It’s still not too late to get your flu shotPublished 6:17pm Tuesday, December 10, 2013
This week is National Influenza Vaccination Week (NIVW) and it’s an important time to highlight the importance of getting the annual flu vaccination, according to the Centers for Disease Control.
This year’s NIVW is from Dec. 8 through Dec. 14, and the CDC wants to remind citizens that it’s still not too late to get the flu vaccine. Even unvaccinated people who have already gotten sick with one flu virus can still benefit from the vaccination, because it is designed to fight several different strains that are expected to circulate each season.
The CDC recommends a yearly flu vaccine for anyone 6 months of age or older, and especially for those who are at high risk for developing flu-related complications. Those who are considered at “high risk” include children younger than 5 years old, people older than 65, pregnant women and people with certain long-term medical conditions, including asthma, diabetes, heart disease, neurological and neurodevelopmental conditions, blood disorders, morbid obesity, kidney and liver disorders, HIV/AIDS and cancer.
The CDC notes that it takes about two weeks after vaccination for the immune system to fully respond with the antibodies that develop in the body and provide protection. Flu activity usually peaks in January and can last as long as May.
The CDC is also making a special point to remind parents about some facts concerning getting the flu vaccine for children:
• Children younger than 9 years old who are getting vaccinated for the first time will need two doses of vaccine.

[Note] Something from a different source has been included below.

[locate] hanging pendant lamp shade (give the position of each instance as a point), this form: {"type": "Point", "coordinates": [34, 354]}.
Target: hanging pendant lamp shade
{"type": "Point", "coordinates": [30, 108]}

• Some children who have received influenza vaccine previously also will need two doses of vaccine this season, in order to be fully protected.
• Your child’s health care provider can tell you if your child will need two doses.
The CDC does not recommend one flu vaccine over another. This includes deciding between trivalent or quadrivalent vaccine or between injection (the flu shot) or nasal spray vaccine. The most important thing is to get a flu vaccine every year. Talk to your doctor or nurse about the best options for you and your loved ones.